Das von Müller bemühte große Faustwort stand in Antiqua-Lettern über dem Portal meiner alten Schulen, einer “Erweiterten Oberschule” der DDR. Sicheres Sprachvermögen war dort Eingangs‑, heute ist es nicht mal mehr Ausgangsbedingung.
Gottfried
"Das aber hieße das Wesen der Sprache verkennen, die das allgemeinste und gleichmäßigste Gut der Menschheit überhaupt darstellt."
Es gibt ja so eine Irrlehre der "Sprachwissenschaftler" (Linguisten) die "Sprache" (ohne Artikel im zeitgenössischen BERTELSMANN-Jargon am besten) für ein autonomes Subjekt halten, wie den z.B. Löwenzahn, der sich nachweisbar über die Aussaat selber tradiert.
"Sprache prägt Kultur. Kultur begegnet Politik. Politik trifft Kirche ..."
Unsere Kultur, die vom Humanismus nicht aufrechterhalten werden kann und als ein Feind betrachtet muß, weil sie Unterschiede ("Diskriminierungen") abbildet, ist nichts anderes als die Summe aller Repressionen, die dem aufwachsenden Einzelnen entgegengesetzt werden beim Bestreben der freien Entfaltung seiner kreatürlichen und narzißtischen Augenblickswünsche.
Der Humanismus vergötzt in weiblicher Art und Weise den Präsens, das Gerade-so-sein, die männliche Kultur hingegen ist das Futur, das Werden.
Man kommt aus dem Staunen gar nicht mehr heraus, wenn der ewigheutige "Kommunikations"-Romantiker lehrt, daß die Sprache ein Medium der Nachrichtenübertragung sei und Verbindung schaffe.
Auch das kann mitunter passieren, jedoch ist der jeweilige Wortschatz des Einzelnen in sehr hohem Maße auch dazu da, Distinktion zu schaffen, niemand erträgt es in seiner Lebenswirklichkeit, nur einer der sieben Millarden Gleichen des Götzen der Humanisten, der "Mensch"heit zu sein, seiner Identität beraubt, auf sein nacktes Menschsein reduziert.
Forscht man länger nach, dann bemerkt man auch, daß der Linguist ja auch nichts gegen die Subkulturen verschiedener primitiver Jugendsprachen hat, ganz im Gegenteil.

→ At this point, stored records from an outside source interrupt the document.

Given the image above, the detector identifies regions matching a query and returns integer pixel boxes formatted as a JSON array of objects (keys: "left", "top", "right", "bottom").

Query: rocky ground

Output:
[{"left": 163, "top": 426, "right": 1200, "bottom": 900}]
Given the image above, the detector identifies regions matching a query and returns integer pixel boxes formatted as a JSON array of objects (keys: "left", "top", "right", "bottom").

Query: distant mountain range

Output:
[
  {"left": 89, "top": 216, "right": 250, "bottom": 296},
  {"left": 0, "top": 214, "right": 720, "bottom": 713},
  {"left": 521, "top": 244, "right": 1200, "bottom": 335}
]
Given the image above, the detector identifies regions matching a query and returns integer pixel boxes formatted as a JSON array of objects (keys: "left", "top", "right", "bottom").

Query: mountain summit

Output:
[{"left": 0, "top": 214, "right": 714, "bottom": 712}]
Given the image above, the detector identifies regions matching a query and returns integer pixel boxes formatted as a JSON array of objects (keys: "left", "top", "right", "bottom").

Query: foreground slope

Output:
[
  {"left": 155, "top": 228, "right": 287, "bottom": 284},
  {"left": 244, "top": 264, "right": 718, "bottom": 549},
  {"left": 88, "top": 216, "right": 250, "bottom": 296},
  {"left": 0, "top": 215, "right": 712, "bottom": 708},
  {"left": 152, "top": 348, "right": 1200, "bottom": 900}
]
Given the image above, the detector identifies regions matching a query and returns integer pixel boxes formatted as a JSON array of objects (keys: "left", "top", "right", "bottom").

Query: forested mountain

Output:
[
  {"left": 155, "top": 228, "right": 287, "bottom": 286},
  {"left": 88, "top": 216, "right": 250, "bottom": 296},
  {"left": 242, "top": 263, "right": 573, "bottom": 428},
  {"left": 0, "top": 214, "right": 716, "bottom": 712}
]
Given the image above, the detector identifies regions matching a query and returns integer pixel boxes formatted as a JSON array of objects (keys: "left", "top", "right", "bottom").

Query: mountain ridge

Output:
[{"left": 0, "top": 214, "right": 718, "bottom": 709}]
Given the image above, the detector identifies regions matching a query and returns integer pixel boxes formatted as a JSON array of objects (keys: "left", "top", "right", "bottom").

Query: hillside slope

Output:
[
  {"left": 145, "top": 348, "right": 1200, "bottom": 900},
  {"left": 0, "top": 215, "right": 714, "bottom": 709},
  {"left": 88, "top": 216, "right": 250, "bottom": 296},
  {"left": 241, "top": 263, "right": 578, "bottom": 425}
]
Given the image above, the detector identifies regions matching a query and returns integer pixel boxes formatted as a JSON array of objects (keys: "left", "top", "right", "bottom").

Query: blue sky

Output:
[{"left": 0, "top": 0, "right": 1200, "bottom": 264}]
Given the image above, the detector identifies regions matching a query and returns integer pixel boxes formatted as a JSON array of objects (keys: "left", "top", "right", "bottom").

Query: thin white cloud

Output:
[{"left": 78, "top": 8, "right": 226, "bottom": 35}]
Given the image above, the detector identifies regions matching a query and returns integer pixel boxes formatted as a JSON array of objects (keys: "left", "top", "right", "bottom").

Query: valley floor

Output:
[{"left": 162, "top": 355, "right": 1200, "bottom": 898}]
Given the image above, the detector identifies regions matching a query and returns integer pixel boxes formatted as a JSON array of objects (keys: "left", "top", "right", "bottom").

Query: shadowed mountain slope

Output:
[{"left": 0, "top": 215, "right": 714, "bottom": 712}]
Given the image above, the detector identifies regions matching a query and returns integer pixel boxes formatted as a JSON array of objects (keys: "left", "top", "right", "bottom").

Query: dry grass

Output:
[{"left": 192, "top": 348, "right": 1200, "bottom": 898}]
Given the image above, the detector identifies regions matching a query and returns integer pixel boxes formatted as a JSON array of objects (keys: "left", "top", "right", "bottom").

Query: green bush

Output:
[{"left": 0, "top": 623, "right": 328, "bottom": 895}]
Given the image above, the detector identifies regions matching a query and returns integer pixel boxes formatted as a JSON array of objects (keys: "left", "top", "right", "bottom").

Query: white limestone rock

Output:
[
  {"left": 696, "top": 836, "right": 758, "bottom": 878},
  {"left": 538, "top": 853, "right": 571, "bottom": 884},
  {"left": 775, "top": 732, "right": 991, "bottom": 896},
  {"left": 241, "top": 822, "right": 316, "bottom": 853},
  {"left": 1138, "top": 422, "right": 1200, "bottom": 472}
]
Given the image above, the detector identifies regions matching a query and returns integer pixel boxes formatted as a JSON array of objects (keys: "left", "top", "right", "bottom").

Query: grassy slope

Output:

Er bekämpft nur jede Bemühung, die für die Pflege unserer deutschen Standardsprache oder gehobener Sprachformen geleistet wird.
So mag der Linguist eigentlich auch nicht von Literatur sprechen, er zieht den Terminus "Texte" vor, um alles einzuplanieren, so daß den gleichen "Menschen" schließlich die gleichen Güter zur Verfügung stehen.
Nee, also wirklich, "die Sprache ganz haben", gerade, wenn man weit überdurchschnittlich sprachbegabt ist, wälzt man doch immer wieder einmal seine Nachschlagewerke, oder nicht?
Oder man ist reich mit Sprache ausgerüstet und stellt dann jedoch fest, daß immer mehr Jetztsassen bei immer mehr Begriffen nicht mehr verstehen, worum es geht.
Im DUDEN wurden mal, und zwar wegen der Doppeleintragungen "Sonntagsfahrer" bzw. "Sonntagsfahrerin", unzählige Eintragungen gestrichen, damit der Band nicht zu dick ausfiel.